Novel project comes from designer who also worked 2012 London Olympic games

London-based designer Asif Khan, the brilliant mind behind the 2012 London Olympics Coca-Cola Beatbox pavilion, was recently tasked with developing another jaw-dropping installation, this time for the 2014 Sochi Winter Olympics.

To say he didn’t disappoint would be an understatement.

Khan will create “MegaFaces,” also dubbed the “Mount Rushmore of the digital age,” a project that will see him build a 25-foot tall 3D display that employs 10,000 LED rods for the purpose of projecting attendees’ faces on the wall itself. 

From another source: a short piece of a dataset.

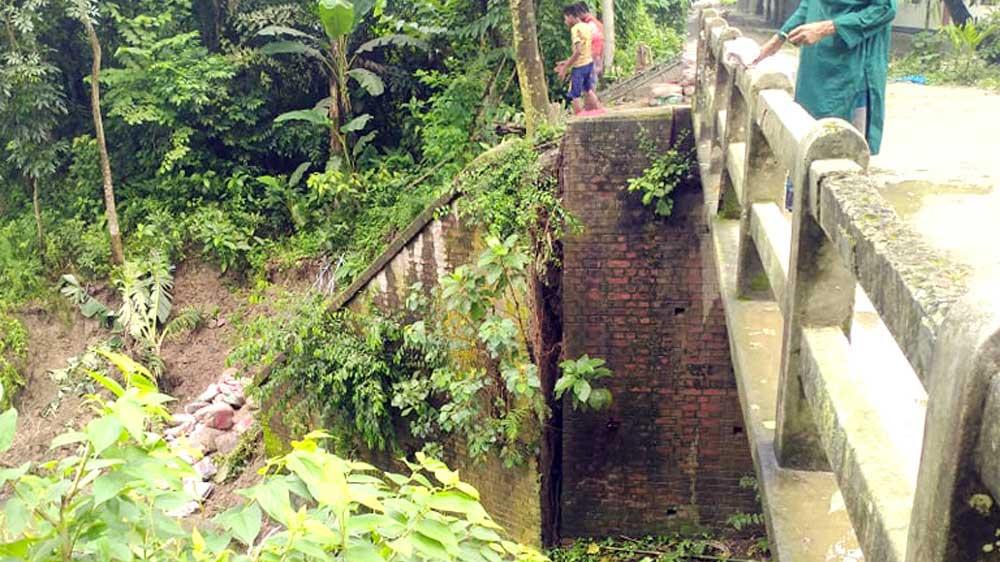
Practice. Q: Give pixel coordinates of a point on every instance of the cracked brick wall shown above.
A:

Megafaces, Sochi Olympics 

Here’s how it works: the attendee will step inside a photo booth to have five photographs taken of his / her face from various angles. After a few moments, the system will assemble the data in to a 3D image and send it over to a system installed on a pavillion’s wall, where the LED rods underlie a fabric membrane. When prompted, the appropriate rods will then extend up to two meters outward to create the shape of the attendee’s face.

To disguise junctions between pixels, the rods themselves will be laid out on a triagonal grid.

Worth noting — since each rod has an LED at its tip, it will be possible for the system to calculate the exact position of every pixel.

Close-up of MegFaces display

Mount Rushmore of Digital Age 

“In the area of a three-dimensional modelling of organic forms a trigonal structure is more suitable, because it makes three-dimensional forms appear natural and flowing even with only a small amount of pixels,” said Valentin Spiess, chief engineer on the project.

While each new three-dimensional model takes about 60 seconds to process, a long queue is expected for this service. Visitors who have their photograph taken will be told when their face should pop out of the wall, and they’ll be emailed a 20-second video of the occurrence.

The façade will display up to three faces at a time, each one measuring about eight meters high.

Watch an early test of the technology below:

MegaFaces will be installed on the façade of a temporary pavilion belonging to Russian telecom operator MegaFon. It will remain there for the duration of the Winter Olympic and Paralympic Games.